Breathing hard, they darted past tourists huddled near Mannekin Pis, barely noticing the statue under the dim glow of streetlights. The air thickened with smog as Tiaa plunged deeper into the city’s underbelly, an eclectic mix of the rigid old-world and the rapidly moving new one being born. Advertisements looking for new citizens and workers for the various network states and seasteads starting throughout the old European Union and elsewhere. 

“Vote with your feet!”

“Leave the old world and its ways behind!”

“Housing pods available for those ready to work!” 

“Protect your children. Live with other traditional families!”

“Take your body to its full genetic potential!”

“Never live near undesirables again!”

“We shall conquer death together!”

Turning a corner, they pushed forward, pulse steadily increasing. Most people were inside the bars watching the block countdown to the end of Bitcoin’s inflation schedule. The sparse crowds made it easier for Tiaa to pass unnoticed as one of the few not wearing their Argos. Suddenly, barely visible through the haze of drizzle and smog, a small, nondescript Japanese-style tea house appeared, its dull sign barely illuminated by a faded, pulsing red light.

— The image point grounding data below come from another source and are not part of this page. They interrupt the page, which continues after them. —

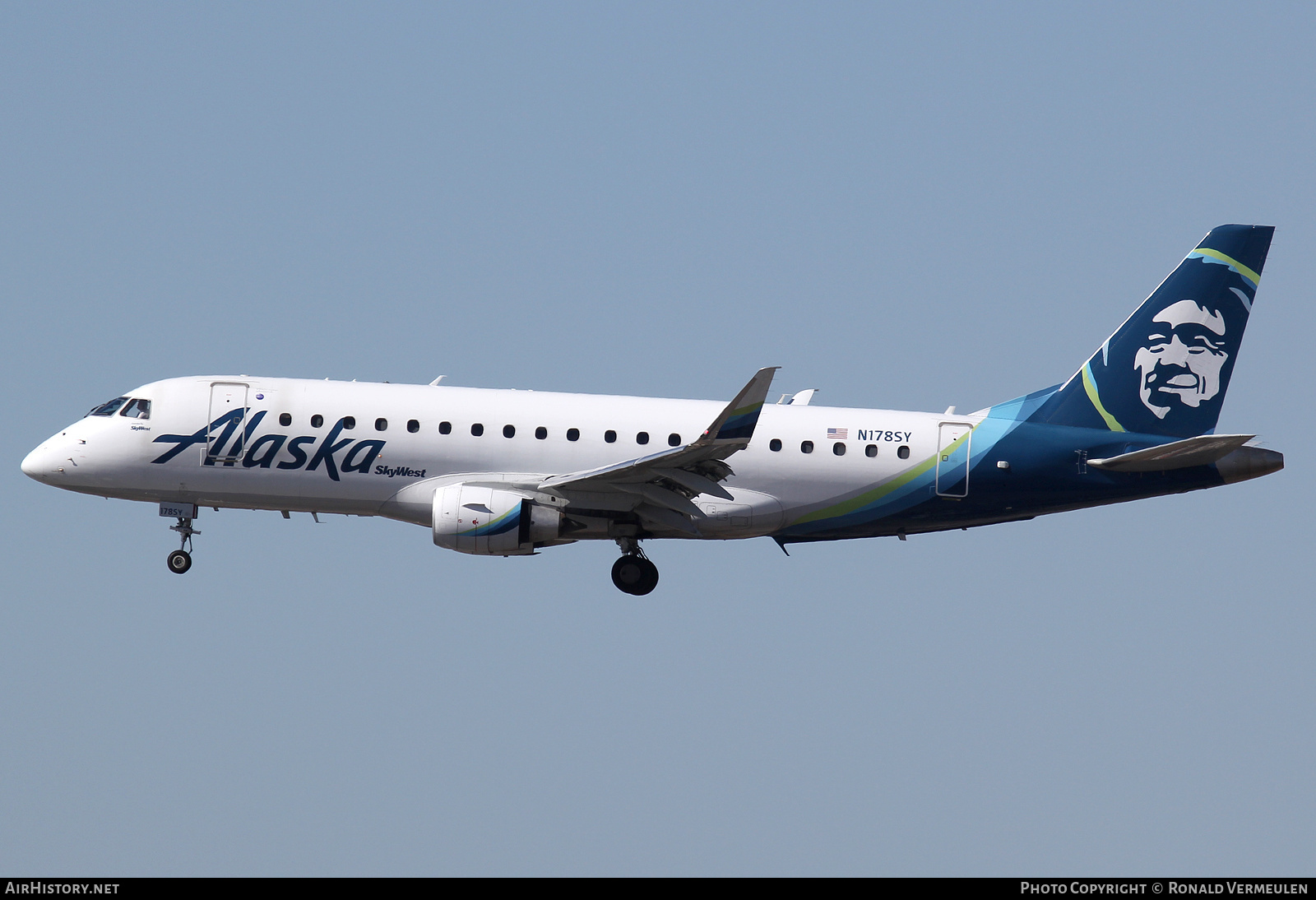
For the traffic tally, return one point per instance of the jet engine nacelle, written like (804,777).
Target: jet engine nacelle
(493,522)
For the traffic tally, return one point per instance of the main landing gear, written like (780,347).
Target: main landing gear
(181,559)
(633,573)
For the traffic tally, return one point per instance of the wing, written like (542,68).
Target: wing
(660,487)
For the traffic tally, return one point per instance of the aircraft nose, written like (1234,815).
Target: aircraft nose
(41,463)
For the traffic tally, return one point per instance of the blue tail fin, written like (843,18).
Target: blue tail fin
(1168,368)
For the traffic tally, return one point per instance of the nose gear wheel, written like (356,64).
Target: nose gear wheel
(181,559)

Without hesitation, they slipped inside, the doorbell chiming softly as they entered. The warmth of the tea house hit them immediately, a stark contrast to the cold, wet streets outside. The dimly lit interior felt like a refuge. The scent of tea leaves steeped the silent air. 

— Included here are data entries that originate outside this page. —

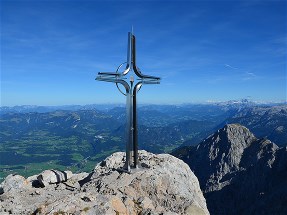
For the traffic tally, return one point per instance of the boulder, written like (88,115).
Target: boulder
(162,184)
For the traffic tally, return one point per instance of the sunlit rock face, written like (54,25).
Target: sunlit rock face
(163,184)
(239,173)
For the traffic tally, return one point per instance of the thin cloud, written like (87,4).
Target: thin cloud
(231,67)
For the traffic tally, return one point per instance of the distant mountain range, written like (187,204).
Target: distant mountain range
(32,137)
(239,173)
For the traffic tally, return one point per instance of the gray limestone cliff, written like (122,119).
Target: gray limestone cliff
(162,185)
(239,173)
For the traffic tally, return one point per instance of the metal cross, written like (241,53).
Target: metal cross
(131,90)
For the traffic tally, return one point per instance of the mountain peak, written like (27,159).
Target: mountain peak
(162,185)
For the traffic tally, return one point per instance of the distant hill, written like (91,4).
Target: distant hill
(239,173)
(264,121)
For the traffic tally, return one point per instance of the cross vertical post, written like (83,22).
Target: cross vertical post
(131,90)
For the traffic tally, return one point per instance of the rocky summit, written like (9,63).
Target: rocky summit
(162,185)
(239,173)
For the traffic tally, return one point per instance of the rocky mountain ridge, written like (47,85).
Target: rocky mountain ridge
(239,173)
(162,185)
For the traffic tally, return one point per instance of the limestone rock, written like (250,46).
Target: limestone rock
(53,176)
(239,173)
(162,185)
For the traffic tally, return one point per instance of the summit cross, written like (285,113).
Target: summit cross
(131,86)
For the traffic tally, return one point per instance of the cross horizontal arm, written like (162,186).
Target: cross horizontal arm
(115,80)
(150,82)
(109,74)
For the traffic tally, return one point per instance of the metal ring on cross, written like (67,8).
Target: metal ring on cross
(117,83)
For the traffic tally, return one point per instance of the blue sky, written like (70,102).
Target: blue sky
(51,51)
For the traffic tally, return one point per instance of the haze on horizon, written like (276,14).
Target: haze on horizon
(51,51)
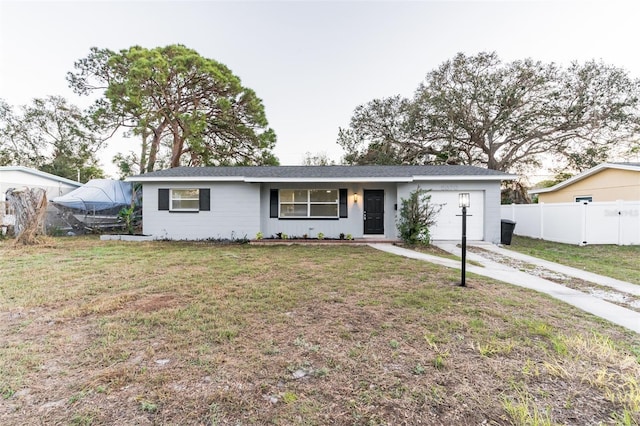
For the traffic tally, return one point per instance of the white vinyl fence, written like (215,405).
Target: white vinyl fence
(616,222)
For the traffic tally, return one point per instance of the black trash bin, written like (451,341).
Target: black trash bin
(506,226)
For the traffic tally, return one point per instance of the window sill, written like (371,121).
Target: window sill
(308,218)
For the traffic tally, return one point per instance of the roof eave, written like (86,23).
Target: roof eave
(396,179)
(592,171)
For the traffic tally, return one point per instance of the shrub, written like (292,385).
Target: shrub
(417,215)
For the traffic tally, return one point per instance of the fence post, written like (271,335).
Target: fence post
(541,220)
(584,223)
(619,207)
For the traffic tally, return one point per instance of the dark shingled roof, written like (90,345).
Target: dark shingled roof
(322,172)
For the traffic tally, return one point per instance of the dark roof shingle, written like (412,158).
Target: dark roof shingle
(307,172)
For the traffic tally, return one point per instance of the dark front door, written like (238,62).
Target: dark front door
(374,211)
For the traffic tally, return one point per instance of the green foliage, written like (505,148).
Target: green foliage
(478,110)
(319,159)
(185,109)
(417,215)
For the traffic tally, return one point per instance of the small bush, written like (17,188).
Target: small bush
(417,215)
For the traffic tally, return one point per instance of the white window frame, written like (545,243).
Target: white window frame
(583,199)
(310,203)
(197,198)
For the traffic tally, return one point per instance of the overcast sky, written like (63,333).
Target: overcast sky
(311,62)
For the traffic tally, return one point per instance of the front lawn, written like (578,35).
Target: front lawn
(190,333)
(621,262)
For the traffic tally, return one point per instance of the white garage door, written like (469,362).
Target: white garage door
(449,221)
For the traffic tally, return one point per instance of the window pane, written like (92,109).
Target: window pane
(323,195)
(185,194)
(185,204)
(293,210)
(330,210)
(293,195)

"Green tea," they murmured, the words barely audible but enough to set the aging proprietor, presumably the owner, into motion. A steaming pot of green tea appeared on a tray, delicate ceramic cups placed beside it. Tiaa took a seat in the far corner even though no one else was there, trying to slow their pulse. They took one of the cups and poured the tea in slowly, the smell already offering them its comfort. Since childhood, they could always count on green tea to calm them down.

“What did I get myself into?” they thought as their fight or flight mode slowly turned off in their brain. The bobbing of the maneki-neko cat figurine’s paw that welcomed guests at the entrance helped calm their mind even as they tried to think through the last few hours. Their curiosity this time may have actually gotten them into serious trouble with the authorities.

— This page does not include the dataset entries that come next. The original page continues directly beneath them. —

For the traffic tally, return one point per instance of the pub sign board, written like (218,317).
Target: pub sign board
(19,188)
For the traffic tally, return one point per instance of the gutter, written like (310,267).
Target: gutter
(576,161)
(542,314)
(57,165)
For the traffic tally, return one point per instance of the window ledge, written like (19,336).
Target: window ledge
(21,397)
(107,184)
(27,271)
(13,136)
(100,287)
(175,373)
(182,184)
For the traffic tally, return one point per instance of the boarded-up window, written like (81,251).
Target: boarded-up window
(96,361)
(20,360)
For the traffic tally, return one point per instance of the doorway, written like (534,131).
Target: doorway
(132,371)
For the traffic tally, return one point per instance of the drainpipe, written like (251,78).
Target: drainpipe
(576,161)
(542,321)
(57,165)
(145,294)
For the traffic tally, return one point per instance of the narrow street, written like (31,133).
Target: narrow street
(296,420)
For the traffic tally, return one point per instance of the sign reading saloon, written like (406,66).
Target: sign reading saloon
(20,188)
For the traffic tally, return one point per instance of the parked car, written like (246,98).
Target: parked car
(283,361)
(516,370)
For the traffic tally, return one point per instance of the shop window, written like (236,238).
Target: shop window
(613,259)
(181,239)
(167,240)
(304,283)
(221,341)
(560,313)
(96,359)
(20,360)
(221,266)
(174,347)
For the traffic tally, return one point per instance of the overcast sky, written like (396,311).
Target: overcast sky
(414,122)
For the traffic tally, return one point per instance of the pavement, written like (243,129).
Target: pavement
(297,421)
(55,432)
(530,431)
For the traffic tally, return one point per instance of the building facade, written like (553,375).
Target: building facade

Moments passed in silence as they thought about how their friends would react to this, only the soft clink of the teacup breaking the quiet. Then, a rustling by the door caught their attention. A small, familiar form padded softly into the tea house — it was Kabosu-san! Her fur was damp from the drizzle with clumps of the cryogenic fluid stuck in between, but her eyes gleamed with a calm curiosity in the lantern light.

Stunned, Tiaa watched as the dog slowly approached, cautious but drawn to them. Their eyes met. Their brain began to feel as if it was being tickled from the electricity of their neurons firing in every direction. A sense of timeless familiarity coursed through their body, as if they were meeting an old friend. 

Without a word, Tiaa poured a little tea into the saucer and slid it gently onto the floor. Kabosu sniffed, hesitated, then lapped at the tea. A flicker of trust passed between them. The sound of drizzle outside, the snoring of the old tea shop owner, the sound of Kabosu’s tongue drinking green tea.

For now, Tiaa felt safe.


The room melted away as he sank deeper into the void, the edges of reality blurring into an indistinct haze. His body felt distant, almost irrelevant, as if it were dissolving into the air around him. Sounds of boots became distorted echoes, distant and hollow, while his thoughts spiraled into a labyrinth of disconnection. A crash. Time lost all meaning—moments stretched into eternities, then snapped back to nothing. He was adrift, floating through a space that was neither here nor there, caught in the surreal limbo of the K-hole, where reality had no anchor.

Pieter felt a distant push and pull while surfing the waves of consciousness. A loud metallic sound reverberated in his brain. The gulping sound of thick liquid beneath him, a sudden sense of doom, Tiaa’s face and half shaved head. He wanted to scream but had no breath. He wanted to move his limbs but had no feeling in his physical body. The sound of boots dissipated into the distance. His boss Dr. Amin pushed him into the abyss.